Los textos citados corresponden a José Carlos Chiaramonte, Ciudades, provincias, estados: orígenes de la Nación Argentina, Biblioteca del Pensamiento Argentino I, Buenos Aires, Ariel, 1997. ¿W
Una vez culminadas las acciones militares, Corrientes advirtió el riesgo
de quedar excluida del Pacto Federal y decidió suscribirlo, un camino
que más tarde fue imitado por el resto de las provincias. El Pacto se convirtió entonces en un nuevo escenario de disputa: esta vez, entre los líderes federales vencedores. El motivo de debate fue la Comisión Representativa y las facultades que se le conferían. Rosas se opuso a la continuidad de la Comisión, ya que no sólo competía con sus atribuciones de delegado de las relaciones exteriores, sino que además le quitaba el control del futuro congreso. Dado que se hallaba reunida en Santa Fe, la Comisión le daba a López un poder potencial del que Rosas recelaba. La correspondencia de quien era gobernador de Buenos Aires en esos momentos revela su hostilidad ante la posibilidad de reunión de un congreso consdtuyente y las estrategias por él utilizadas con el objeto de dilatar lo más posible su convocatoria. Para ello apelaba al argumento de que las provincias no estaban preparadas para constituirse, afirmaba que era conveniente que se manejaran a través de pactos y tratados parciales recíprocos y enfatizaba la necesidad de lograr una pacificación definitiva. Estas premisas mostraban el fuerte interés de Rosas y su séquito más cercano por seguir monopolizando los recursos porteños en exclusividad. La puja culminó cuando Rosas decidió retirar el diputado por Buenos Aires de la conflictiva Comisión Representativa y no volver a reemplazarlo. La Comisión se disolvió a mediados de 1832.

A partir de ese momento, la convocatoria a un congreso constituyente quedó bloqueada indefinidamente debido a la tenaz oposición de Buenos Aires. Las provincias se rigieron por una laxa organización confederal en la que cada una mantenía, supuestamente, su independencia y soberanía, delegando en Buenos Aires la representación de las relaciones exteriores.

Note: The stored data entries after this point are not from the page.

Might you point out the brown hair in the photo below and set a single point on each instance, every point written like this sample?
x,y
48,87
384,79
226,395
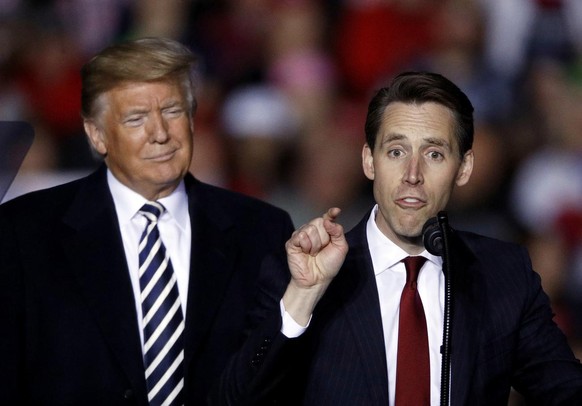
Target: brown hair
x,y
141,60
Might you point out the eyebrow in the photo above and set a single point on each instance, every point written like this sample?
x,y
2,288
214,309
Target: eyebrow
x,y
429,140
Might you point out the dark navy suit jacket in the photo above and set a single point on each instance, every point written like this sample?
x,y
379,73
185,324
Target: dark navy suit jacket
x,y
68,326
502,334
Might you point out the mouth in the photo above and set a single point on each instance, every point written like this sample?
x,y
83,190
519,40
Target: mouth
x,y
163,156
410,202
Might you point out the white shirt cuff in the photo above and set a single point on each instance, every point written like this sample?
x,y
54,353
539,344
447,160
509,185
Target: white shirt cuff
x,y
290,328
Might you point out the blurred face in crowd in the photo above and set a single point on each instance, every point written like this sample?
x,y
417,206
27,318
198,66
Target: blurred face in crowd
x,y
145,130
414,166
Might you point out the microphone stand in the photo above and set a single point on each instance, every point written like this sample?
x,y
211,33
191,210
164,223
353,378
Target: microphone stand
x,y
436,241
447,319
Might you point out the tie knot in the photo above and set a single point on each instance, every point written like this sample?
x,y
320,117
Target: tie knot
x,y
152,211
413,265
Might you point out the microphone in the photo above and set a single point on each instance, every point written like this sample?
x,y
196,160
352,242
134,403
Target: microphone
x,y
432,237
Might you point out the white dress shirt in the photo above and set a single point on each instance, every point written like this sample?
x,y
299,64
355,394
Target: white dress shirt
x,y
390,279
175,231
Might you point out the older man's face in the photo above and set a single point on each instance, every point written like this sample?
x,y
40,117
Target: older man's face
x,y
145,131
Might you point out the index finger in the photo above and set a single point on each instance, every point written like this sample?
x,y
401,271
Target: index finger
x,y
332,213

No obstante, como se verá luego, se trató de una confederación bastante peculiar que traducía la asimétrica correlación de fuerzas entre Buenos Aires y el resto de las provincias, así como los dilemas que de esa asimetría derivaban. De hecho, al dejar de existir la comisión representativa, dotaba a una de las provincias firmantes de un poder mucho mayor que las otras. Pero no sólo eso. La peculiaridad de esa confederación fue que la proclamada soberanía e independencia de cada una de las partes se vio reiteradamente limitada no sólo por el manejo que oportunamente Rosas hizo de las relaciones exteriores, sino también por la intervención que interpuso en ellas a través de muy diversos mecanismos. El Pacto Federal, suscrito entonces como una alianza provisoria, se convirtió por la fuerza de los acontecimientos en uno de los únicos fundamentos institucionales que reguló las relaciones interprovinciales hasta la sanción de la Constitución Nacional en 1853.